Should you be concerned about avian flu at your bird feeders?

Avian flu is highly unlikely to injure or kill your backyard birds or infect your feeders.

“Right now avian flu is not a major concern for us,” Tami Vogel of the Wildlife Rehabilitation Center of Minnesota said in late March.

“We’re not advising people to take down their bird feeders,” she said.

Commercial poultry farms in Minnesota—raising turkeys and chickens—have infected birds; they have the problems.

Wild birds are being infected, too, but only a handful from the metro area by the end of March — species included a crow, blue jay, mallard and wood duck, Vogel reports.

Wild waterfowl can carry the virus. It presents the most danger to domestic fowl.

Is it a danger to you? Rarely would there be transmission from the birds in your backyard to you or anyone else, according to Vogel.

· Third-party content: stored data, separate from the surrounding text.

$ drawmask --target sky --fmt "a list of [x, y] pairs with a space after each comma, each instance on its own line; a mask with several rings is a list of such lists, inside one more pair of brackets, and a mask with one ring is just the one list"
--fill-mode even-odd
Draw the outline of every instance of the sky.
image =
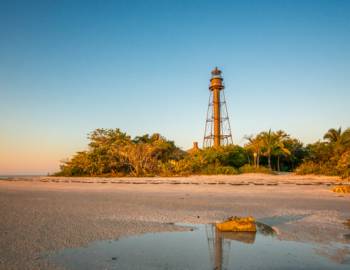
[[89, 132], [203, 140], [223, 71], [234, 143], [350, 127], [350, 1], [0, 0], [0, 175], [46, 174]]

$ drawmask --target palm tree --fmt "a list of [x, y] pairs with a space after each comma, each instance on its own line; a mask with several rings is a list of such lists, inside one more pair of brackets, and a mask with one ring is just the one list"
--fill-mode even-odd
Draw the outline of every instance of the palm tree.
[[269, 168], [271, 169], [271, 157], [277, 156], [277, 169], [280, 167], [280, 156], [290, 155], [290, 151], [285, 147], [284, 140], [289, 138], [289, 135], [284, 131], [279, 130], [277, 132], [269, 131], [262, 132], [261, 140], [263, 143], [263, 154], [267, 157]]
[[261, 149], [263, 146], [261, 137], [259, 135], [255, 137], [250, 135], [244, 138], [248, 140], [248, 143], [244, 147], [253, 153], [254, 166], [259, 168]]
[[342, 135], [342, 144], [345, 147], [350, 147], [350, 128], [347, 128], [346, 130], [343, 131]]
[[271, 169], [271, 155], [275, 145], [275, 136], [271, 129], [268, 132], [264, 131], [261, 133], [261, 140], [263, 143], [263, 154], [267, 157], [268, 165]]
[[273, 153], [277, 156], [277, 171], [280, 171], [280, 157], [291, 155], [291, 152], [285, 146], [285, 140], [289, 139], [289, 135], [283, 130], [277, 131], [274, 135]]
[[333, 150], [336, 154], [340, 154], [347, 147], [350, 147], [350, 128], [347, 128], [342, 132], [342, 128], [331, 128], [323, 136], [323, 139], [327, 140], [330, 145], [333, 146]]
[[327, 133], [323, 136], [323, 139], [328, 140], [329, 143], [337, 143], [341, 139], [341, 127], [338, 129], [331, 128], [327, 131]]

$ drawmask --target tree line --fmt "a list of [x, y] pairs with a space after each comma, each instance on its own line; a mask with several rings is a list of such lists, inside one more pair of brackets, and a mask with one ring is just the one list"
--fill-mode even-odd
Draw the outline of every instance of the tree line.
[[96, 129], [89, 145], [62, 161], [61, 176], [175, 176], [296, 171], [350, 176], [350, 128], [330, 129], [304, 145], [282, 130], [246, 136], [244, 146], [183, 151], [160, 134], [131, 138], [120, 129]]

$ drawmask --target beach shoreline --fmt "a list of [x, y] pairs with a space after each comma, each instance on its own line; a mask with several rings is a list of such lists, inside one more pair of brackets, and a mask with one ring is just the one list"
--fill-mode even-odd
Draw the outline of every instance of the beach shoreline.
[[233, 215], [258, 220], [303, 216], [277, 225], [278, 237], [344, 242], [350, 196], [331, 191], [343, 182], [260, 174], [1, 180], [0, 269], [55, 269], [44, 254], [97, 240], [183, 230], [176, 224], [213, 223]]
[[349, 179], [339, 176], [297, 175], [295, 173], [243, 173], [237, 175], [189, 175], [154, 177], [103, 177], [103, 176], [9, 176], [0, 181], [51, 182], [51, 183], [99, 183], [99, 184], [342, 184]]

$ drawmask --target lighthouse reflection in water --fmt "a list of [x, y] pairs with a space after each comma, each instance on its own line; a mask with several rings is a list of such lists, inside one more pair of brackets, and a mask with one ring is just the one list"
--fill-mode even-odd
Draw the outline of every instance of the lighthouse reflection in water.
[[[275, 235], [272, 227], [263, 223], [256, 223], [258, 233], [263, 235]], [[221, 232], [215, 225], [205, 226], [208, 239], [209, 257], [212, 269], [228, 269], [232, 241], [238, 241], [247, 245], [254, 244], [256, 232]]]

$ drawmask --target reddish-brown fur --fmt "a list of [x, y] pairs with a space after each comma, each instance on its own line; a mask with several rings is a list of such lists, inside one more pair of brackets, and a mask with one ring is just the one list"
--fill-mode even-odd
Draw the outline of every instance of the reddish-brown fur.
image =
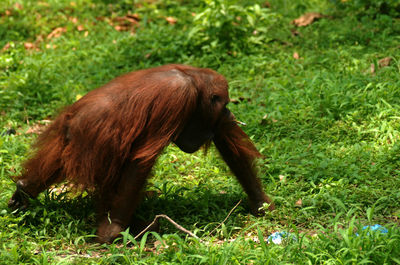
[[25, 194], [36, 197], [68, 180], [98, 195], [98, 241], [110, 242], [131, 221], [163, 148], [176, 142], [194, 152], [212, 140], [258, 213], [263, 202], [271, 203], [253, 166], [260, 154], [225, 108], [227, 88], [213, 70], [165, 65], [128, 73], [89, 92], [38, 137], [9, 206], [26, 207]]

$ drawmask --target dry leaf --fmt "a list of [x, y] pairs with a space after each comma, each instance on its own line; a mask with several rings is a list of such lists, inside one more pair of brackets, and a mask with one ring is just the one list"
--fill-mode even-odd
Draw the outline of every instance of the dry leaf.
[[83, 27], [83, 25], [78, 25], [78, 26], [76, 27], [76, 29], [77, 29], [78, 31], [84, 31], [84, 30], [85, 30], [85, 28]]
[[32, 42], [25, 42], [24, 47], [26, 50], [33, 50], [36, 48], [35, 44], [33, 44]]
[[268, 1], [265, 1], [263, 6], [266, 7], [266, 8], [271, 8], [271, 4]]
[[117, 31], [133, 30], [135, 26], [139, 25], [139, 15], [128, 14], [124, 17], [116, 17], [108, 23]]
[[74, 24], [78, 23], [78, 19], [76, 17], [70, 17], [68, 20]]
[[279, 175], [279, 181], [285, 183], [286, 177], [284, 175]]
[[15, 9], [18, 9], [18, 10], [24, 9], [24, 7], [20, 3], [15, 3], [14, 7], [15, 7]]
[[7, 51], [9, 48], [11, 47], [10, 43], [7, 43], [6, 45], [4, 45], [3, 49], [1, 49], [1, 51]]
[[292, 36], [294, 36], [294, 37], [297, 37], [297, 36], [300, 36], [300, 35], [301, 35], [300, 32], [298, 32], [298, 31], [295, 30], [295, 29], [291, 29], [290, 32], [292, 33]]
[[392, 61], [392, 58], [391, 58], [391, 57], [385, 57], [385, 58], [380, 59], [380, 60], [378, 61], [378, 65], [379, 65], [380, 68], [386, 67], [386, 66], [389, 66], [389, 65], [390, 65], [390, 62], [391, 62], [391, 61]]
[[34, 125], [32, 125], [31, 127], [29, 127], [29, 129], [25, 132], [26, 134], [38, 134], [41, 133], [47, 126], [47, 124], [49, 124], [50, 121], [49, 120], [42, 120], [40, 123], [36, 123]]
[[296, 206], [302, 206], [303, 205], [303, 201], [301, 199], [299, 199], [296, 203]]
[[300, 59], [300, 55], [297, 52], [294, 52], [293, 53], [293, 58], [298, 60], [298, 59]]
[[165, 20], [166, 20], [170, 25], [174, 25], [174, 24], [176, 24], [176, 22], [178, 21], [176, 18], [173, 18], [173, 17], [166, 17]]
[[67, 31], [66, 28], [62, 27], [55, 28], [49, 35], [47, 35], [47, 39], [58, 38], [66, 31]]
[[4, 13], [5, 13], [6, 16], [11, 16], [11, 10], [7, 9]]
[[301, 17], [299, 17], [298, 19], [293, 20], [292, 24], [294, 24], [297, 27], [305, 27], [322, 17], [323, 17], [322, 14], [316, 12], [306, 13]]
[[371, 74], [375, 74], [375, 64], [371, 63]]
[[140, 17], [139, 14], [128, 14], [125, 16], [126, 20], [128, 20], [129, 22], [133, 23], [133, 24], [138, 24], [140, 21]]
[[127, 27], [120, 26], [120, 25], [114, 26], [114, 29], [115, 29], [116, 31], [126, 31], [126, 30], [128, 30]]
[[46, 44], [46, 49], [55, 49], [57, 48], [57, 45], [55, 44]]
[[89, 35], [89, 31], [85, 31], [85, 34], [83, 36], [87, 37]]

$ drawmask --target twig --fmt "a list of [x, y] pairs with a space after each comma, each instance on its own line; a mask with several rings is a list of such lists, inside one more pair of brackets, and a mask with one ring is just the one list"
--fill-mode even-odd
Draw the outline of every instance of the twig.
[[215, 230], [217, 230], [223, 223], [225, 223], [226, 220], [228, 220], [229, 216], [232, 214], [232, 212], [239, 206], [239, 204], [242, 202], [242, 200], [239, 200], [238, 203], [236, 203], [236, 205], [229, 211], [228, 215], [225, 217], [225, 219], [219, 223], [219, 225], [217, 225], [217, 227], [215, 227], [211, 232], [210, 235], [212, 235]]
[[183, 228], [181, 225], [177, 224], [174, 220], [172, 220], [171, 218], [169, 218], [167, 215], [165, 215], [165, 214], [159, 214], [159, 215], [156, 215], [156, 217], [154, 217], [153, 222], [151, 222], [145, 229], [142, 230], [142, 232], [140, 232], [139, 234], [137, 234], [137, 235], [135, 236], [135, 240], [138, 239], [138, 238], [139, 238], [141, 235], [143, 235], [144, 233], [146, 233], [146, 232], [150, 229], [150, 227], [151, 227], [152, 225], [154, 225], [155, 222], [156, 222], [159, 218], [165, 218], [165, 219], [167, 219], [171, 224], [173, 224], [173, 225], [176, 227], [176, 229], [178, 229], [178, 230], [180, 230], [180, 231], [182, 231], [182, 232], [188, 234], [189, 236], [192, 236], [192, 237], [194, 237], [194, 238], [199, 239], [198, 236], [196, 236], [195, 234], [193, 234], [193, 233], [190, 232], [189, 230]]

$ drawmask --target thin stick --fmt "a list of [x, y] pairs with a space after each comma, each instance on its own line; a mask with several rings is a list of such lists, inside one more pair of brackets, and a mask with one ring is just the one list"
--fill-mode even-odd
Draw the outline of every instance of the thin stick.
[[171, 224], [173, 224], [173, 225], [176, 227], [176, 229], [178, 229], [178, 230], [180, 230], [180, 231], [182, 231], [182, 232], [184, 232], [184, 233], [186, 233], [186, 234], [188, 234], [188, 235], [190, 235], [190, 236], [192, 236], [192, 237], [194, 237], [194, 238], [199, 239], [198, 236], [196, 236], [195, 234], [193, 234], [193, 233], [190, 232], [189, 230], [183, 228], [181, 225], [177, 224], [174, 220], [172, 220], [171, 218], [169, 218], [167, 215], [165, 215], [165, 214], [159, 214], [159, 215], [156, 215], [156, 217], [154, 217], [153, 222], [151, 222], [145, 229], [142, 230], [142, 232], [140, 232], [139, 234], [137, 234], [137, 235], [135, 236], [135, 240], [138, 239], [138, 238], [139, 238], [141, 235], [143, 235], [144, 233], [146, 233], [146, 232], [150, 229], [150, 227], [151, 227], [152, 225], [154, 225], [155, 222], [156, 222], [159, 218], [165, 218], [165, 219], [167, 219]]
[[238, 203], [236, 203], [236, 205], [229, 211], [228, 215], [225, 217], [225, 219], [219, 224], [217, 225], [217, 227], [215, 227], [211, 232], [210, 235], [212, 235], [212, 233], [215, 232], [215, 230], [217, 230], [223, 223], [225, 223], [226, 220], [228, 220], [229, 216], [232, 214], [232, 212], [239, 206], [239, 204], [242, 202], [242, 200], [239, 200]]

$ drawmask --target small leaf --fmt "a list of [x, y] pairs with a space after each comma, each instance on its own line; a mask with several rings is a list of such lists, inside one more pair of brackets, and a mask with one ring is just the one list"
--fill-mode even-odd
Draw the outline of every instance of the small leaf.
[[391, 62], [391, 61], [392, 61], [392, 58], [391, 58], [391, 57], [385, 57], [385, 58], [380, 59], [380, 60], [378, 61], [378, 65], [379, 65], [380, 68], [382, 68], [382, 67], [387, 67], [387, 66], [390, 65], [390, 62]]
[[165, 20], [170, 24], [170, 25], [174, 25], [176, 24], [176, 22], [178, 21], [176, 18], [174, 17], [166, 17]]
[[324, 17], [324, 15], [316, 12], [306, 13], [301, 17], [293, 20], [292, 24], [294, 24], [297, 27], [305, 27], [322, 17]]

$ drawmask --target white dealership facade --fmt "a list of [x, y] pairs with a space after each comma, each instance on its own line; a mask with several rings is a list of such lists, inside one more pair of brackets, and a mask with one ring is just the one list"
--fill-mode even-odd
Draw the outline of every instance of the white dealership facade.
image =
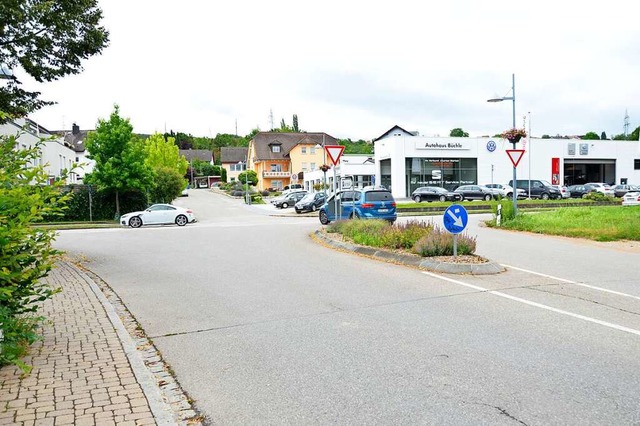
[[[417, 136], [399, 126], [374, 140], [375, 183], [406, 198], [420, 186], [453, 190], [465, 184], [508, 183], [513, 144], [501, 138]], [[554, 185], [587, 182], [640, 184], [640, 142], [581, 139], [522, 139], [517, 179]], [[518, 152], [512, 153], [517, 157]]]

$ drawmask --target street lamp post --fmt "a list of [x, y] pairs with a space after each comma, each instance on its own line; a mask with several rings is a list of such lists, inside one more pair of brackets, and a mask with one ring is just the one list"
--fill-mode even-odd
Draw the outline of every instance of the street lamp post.
[[316, 148], [322, 148], [322, 154], [323, 154], [322, 173], [324, 175], [323, 182], [322, 182], [322, 192], [325, 193], [325, 196], [328, 196], [327, 195], [327, 170], [324, 167], [327, 165], [327, 150], [324, 149], [324, 133], [322, 134], [322, 146], [320, 146], [320, 144], [317, 144]]
[[[511, 74], [511, 96], [487, 99], [487, 102], [511, 101], [513, 108], [513, 128], [516, 128], [516, 75]], [[516, 149], [516, 140], [511, 141], [513, 149]], [[531, 192], [531, 191], [529, 191]], [[513, 166], [513, 213], [518, 214], [518, 181], [516, 180], [516, 166]]]
[[244, 162], [238, 161], [239, 165], [244, 165], [244, 202], [247, 204], [251, 204], [251, 196], [249, 195], [249, 173], [247, 170], [247, 159], [245, 158]]

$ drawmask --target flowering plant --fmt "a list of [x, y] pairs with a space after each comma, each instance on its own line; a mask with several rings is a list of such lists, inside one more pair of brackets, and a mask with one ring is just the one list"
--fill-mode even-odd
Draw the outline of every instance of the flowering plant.
[[320, 166], [320, 170], [322, 170], [322, 171], [323, 171], [323, 172], [325, 172], [325, 173], [326, 173], [326, 172], [327, 172], [327, 170], [329, 170], [330, 168], [331, 168], [331, 167], [330, 167], [330, 166], [328, 166], [328, 165], [326, 165], [326, 164], [323, 164], [322, 166]]
[[504, 132], [502, 132], [501, 136], [505, 139], [509, 139], [510, 141], [511, 140], [519, 141], [520, 138], [527, 137], [527, 132], [524, 129], [513, 128], [513, 129], [505, 130]]

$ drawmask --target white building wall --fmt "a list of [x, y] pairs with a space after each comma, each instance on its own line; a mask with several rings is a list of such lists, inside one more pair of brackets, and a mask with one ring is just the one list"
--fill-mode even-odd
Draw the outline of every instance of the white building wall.
[[[495, 144], [490, 151], [489, 142]], [[574, 144], [575, 153], [569, 146]], [[476, 158], [477, 183], [508, 183], [513, 177], [513, 165], [507, 150], [513, 148], [501, 138], [437, 138], [411, 136], [406, 133], [389, 135], [375, 141], [375, 174], [380, 182], [380, 161], [391, 159], [391, 191], [396, 198], [407, 197], [406, 158]], [[552, 180], [552, 158], [560, 160], [560, 184], [564, 184], [565, 161], [615, 161], [615, 183], [627, 178], [631, 184], [640, 184], [640, 170], [634, 169], [634, 160], [640, 160], [640, 142], [579, 139], [522, 140], [516, 149], [525, 148], [518, 167], [517, 179]], [[582, 148], [582, 149], [581, 149]], [[611, 183], [611, 182], [610, 182]]]

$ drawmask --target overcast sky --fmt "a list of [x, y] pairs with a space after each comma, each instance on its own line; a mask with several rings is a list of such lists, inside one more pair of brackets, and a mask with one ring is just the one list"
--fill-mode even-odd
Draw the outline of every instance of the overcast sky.
[[[565, 6], [566, 3], [566, 6]], [[339, 138], [397, 124], [471, 136], [531, 113], [534, 136], [640, 125], [635, 2], [102, 0], [110, 45], [76, 76], [27, 88], [31, 118], [95, 128], [113, 104], [138, 133], [246, 135], [282, 118]], [[528, 127], [528, 124], [527, 124]]]

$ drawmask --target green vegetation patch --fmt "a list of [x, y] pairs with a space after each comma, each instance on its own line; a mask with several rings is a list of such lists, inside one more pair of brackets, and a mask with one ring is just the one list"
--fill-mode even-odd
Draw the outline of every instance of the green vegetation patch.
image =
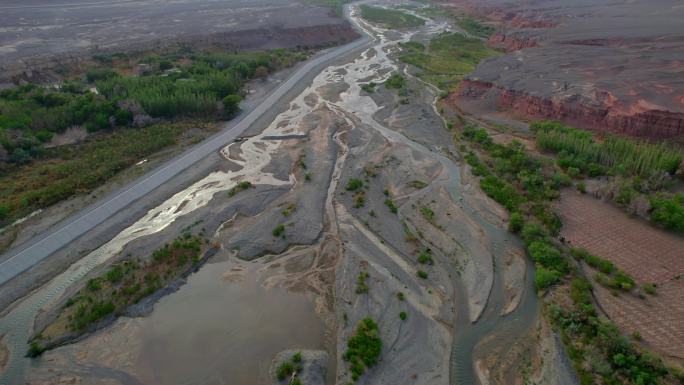
[[463, 15], [456, 19], [456, 25], [463, 28], [468, 34], [481, 39], [486, 39], [494, 33], [494, 27], [482, 24], [468, 15]]
[[[613, 135], [596, 140], [589, 131], [558, 122], [533, 122], [530, 127], [539, 148], [554, 153], [569, 176], [619, 175], [622, 182], [613, 196], [618, 205], [628, 207], [645, 196], [653, 223], [684, 233], [684, 195], [665, 190], [684, 159], [681, 149]], [[578, 182], [577, 189], [585, 192], [586, 186]]]
[[424, 189], [425, 187], [428, 186], [428, 184], [426, 182], [423, 182], [422, 180], [412, 180], [412, 181], [408, 182], [407, 185], [409, 187], [413, 187], [413, 188], [418, 189], [418, 190]]
[[285, 225], [284, 224], [279, 224], [278, 226], [273, 228], [273, 231], [271, 231], [271, 234], [273, 234], [274, 237], [284, 237], [285, 236]]
[[432, 265], [434, 260], [432, 259], [432, 251], [430, 249], [425, 249], [418, 254], [418, 263], [423, 265]]
[[651, 221], [684, 233], [684, 195], [660, 193], [650, 198]]
[[[183, 65], [180, 60], [173, 62], [172, 65], [177, 65], [175, 71], [160, 70], [147, 76], [108, 76], [95, 84], [107, 99], [135, 101], [153, 117], [221, 113], [230, 117], [237, 112], [240, 89], [245, 81], [265, 77], [303, 58], [300, 53], [286, 50], [199, 53], [184, 58], [190, 60], [190, 65]], [[218, 110], [218, 102], [226, 107], [223, 111]]]
[[229, 196], [229, 197], [234, 197], [234, 196], [237, 195], [239, 192], [245, 191], [245, 190], [249, 190], [249, 189], [252, 188], [252, 187], [253, 187], [253, 186], [252, 186], [252, 183], [251, 183], [251, 182], [246, 181], [246, 180], [243, 180], [243, 181], [239, 182], [238, 184], [236, 184], [235, 186], [233, 186], [233, 188], [231, 188], [230, 190], [228, 190], [228, 196]]
[[435, 212], [428, 206], [420, 207], [420, 215], [425, 218], [426, 221], [432, 223], [435, 220]]
[[420, 17], [396, 9], [361, 5], [361, 17], [371, 23], [381, 24], [385, 28], [411, 28], [425, 24]]
[[278, 381], [288, 380], [289, 385], [300, 384], [297, 375], [302, 371], [302, 353], [292, 355], [289, 361], [282, 362], [275, 370]]
[[406, 86], [406, 78], [400, 74], [394, 74], [385, 80], [385, 87], [390, 89], [402, 89]]
[[185, 234], [155, 250], [147, 262], [126, 260], [89, 279], [70, 297], [57, 319], [31, 341], [29, 356], [45, 350], [59, 337], [82, 333], [109, 315], [118, 315], [199, 263], [204, 241]]
[[366, 294], [368, 293], [368, 273], [365, 271], [359, 272], [359, 276], [356, 277], [356, 294]]
[[399, 60], [421, 69], [421, 79], [445, 91], [453, 89], [480, 61], [497, 54], [480, 39], [453, 32], [438, 35], [427, 47], [406, 43], [402, 48], [404, 53]]
[[47, 149], [30, 164], [7, 165], [0, 173], [0, 224], [94, 190], [119, 171], [176, 143], [192, 126], [177, 123], [119, 129], [81, 144]]
[[[114, 56], [100, 62], [112, 65]], [[132, 128], [150, 122], [149, 116], [174, 121], [229, 118], [239, 110], [247, 80], [305, 58], [303, 52], [286, 50], [179, 51], [139, 61], [121, 56], [124, 66], [140, 64], [144, 73], [122, 75], [95, 67], [59, 87], [27, 84], [0, 91], [0, 226], [91, 191], [197, 126]], [[90, 90], [93, 86], [97, 92]], [[97, 135], [82, 144], [45, 148], [71, 127]]]
[[[497, 187], [498, 192], [494, 188], [483, 190], [502, 202], [511, 212], [509, 228], [520, 234], [528, 254], [535, 262], [534, 284], [537, 290], [554, 290], [555, 285], [565, 286], [547, 297], [545, 309], [555, 327], [560, 330], [580, 383], [658, 384], [669, 383], [673, 377], [678, 376], [676, 370], [668, 371], [660, 359], [633, 346], [625, 336], [620, 335], [614, 324], [598, 314], [591, 294], [591, 284], [581, 277], [581, 271], [573, 268], [569, 256], [583, 260], [599, 270], [595, 276], [596, 281], [614, 292], [632, 290], [634, 280], [609, 261], [583, 250], [568, 250], [550, 236], [557, 233], [561, 225], [560, 219], [550, 209], [550, 202], [559, 196], [561, 187], [571, 183], [569, 176], [572, 176], [573, 171], [568, 168], [567, 174], [559, 173], [552, 162], [531, 157], [519, 143], [495, 144], [486, 131], [474, 127], [466, 126], [461, 138], [482, 155], [482, 160], [475, 152], [466, 157], [466, 161], [473, 167], [473, 173], [479, 173], [483, 180], [490, 178], [491, 182], [487, 185]], [[594, 146], [585, 139], [581, 141], [589, 143], [590, 147]], [[614, 160], [621, 159], [615, 155], [620, 154], [620, 151], [611, 151], [607, 150], [605, 156], [610, 156], [613, 160], [608, 163], [600, 161], [598, 166], [614, 167], [611, 166]], [[582, 152], [577, 152], [580, 153]], [[667, 158], [654, 153], [653, 158], [644, 158], [644, 163], [625, 169], [633, 172], [649, 168], [667, 170], [670, 162], [674, 163], [672, 159], [662, 161]], [[650, 162], [646, 159], [651, 159], [651, 166], [646, 166]], [[581, 172], [577, 167], [578, 175]], [[502, 186], [505, 186], [503, 191], [510, 189], [510, 193], [502, 194]], [[507, 204], [511, 201], [507, 197], [516, 195], [521, 198], [518, 204]], [[568, 286], [569, 290], [565, 290]], [[654, 287], [648, 285], [644, 285], [643, 289], [647, 293], [654, 292]], [[569, 298], [565, 300], [563, 297]], [[668, 380], [664, 381], [664, 378]]]
[[349, 363], [354, 381], [358, 380], [366, 368], [378, 362], [382, 351], [382, 340], [378, 325], [371, 318], [362, 319], [356, 326], [356, 332], [347, 341], [347, 351], [342, 358]]
[[399, 208], [394, 204], [394, 201], [389, 198], [385, 199], [385, 206], [387, 206], [392, 214], [396, 214], [399, 211]]
[[363, 181], [361, 179], [352, 178], [347, 181], [345, 189], [347, 191], [356, 191], [361, 187], [363, 187]]
[[589, 131], [550, 121], [533, 122], [530, 128], [539, 148], [558, 155], [559, 166], [575, 167], [589, 176], [604, 174], [601, 167], [642, 177], [662, 172], [674, 175], [682, 162], [682, 151], [665, 142], [653, 144], [613, 135], [595, 141]]

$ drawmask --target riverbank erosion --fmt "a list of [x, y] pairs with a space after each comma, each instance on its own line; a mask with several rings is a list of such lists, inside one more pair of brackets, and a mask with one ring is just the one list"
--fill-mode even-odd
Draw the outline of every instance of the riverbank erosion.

“If ducks/geese congregate beneath your feeders you might want to consider making that area inaccessible in some way,” Vogel said.

She suggested that my wife and I stop scattering shelled corn in our back yard for visiting mallards, wood ducks and Canada geese, all three species high on the infection list.

That’s a “you never know” precaution, she said.

Also, now more than ever you should routinely clean feeders and bird baths.

How can you tell if the bird in question is ill? If it looks sick, it probably is sick, Vogel said. Look for lethargy and draining from the nares (nostrils).

Don’t try to help the bird, she told me. Call local animal control or the Minnesota Department of Conservation and ask for instructions. Follow protocols you are given for handling deceased birds.

The WRC is hoping municipalities have plans in place for how to handle sick/dying birds as well as dead birds.

In Minneapolis, people who encounter sick or injured wildlife should call 311 and request an animal control officer come out to assist, according to Casper Hill of the city communication department.

“It’s helpful if callers provide a good description of the animal and where it was last seen,” he wrote in an e-mail. “If able they could monitor the animal (from a distance) until an officer arrives.

“Deceased wild birds pose little risk to humans,” Hill wrote. But he offered this advice if you are to dispose of the dead bird yourself:

Use reasonable caution (wear gloves, use a shovel, wash hands for at least 20 seconds, etc.), he wrote. Out of the utmost caution, people can wash clothing and disinfect soles of shoes that may have come in contact with the deceased animal.

Disinfect shoes by spraying soles with a bleach solution (one part bleach, three parts water), letting them stand for 10 minutes, then wiping them off.

In Roseville, the rehab center at the end of March was accepting songbirds as patients, but not waterfowl, crows or blue jays.

It’s possible that an infected bird will show no sign of illness, according to the Animal and Plant Health Inspection Service (APHIS) of the US Department of Agriculture.

“The virus can spread through regular respiration (airborne), saliva, and through fecal matter. The virus can remain infectious on objects like feeders/seed, and bird baths,” the APHIS website says.

“We’re hoping to see an end of infections in the wild bird population by mid-to late June, but that is purely hope right now,” Vogel said.

“We don’t know how long the outbreak will last. It’s been in Europe for months,” she said.

As of March 28 the US Department of Agriculture listed the virus present in more than two dozen states and a half-dozen Canadian provinces. Most of the infected birds were ducks or geese. Trumpeter swans are listed as susceptible.

APHIS anticipates that additional avian influenza detections will occur as wild bird migration continues, according to its website.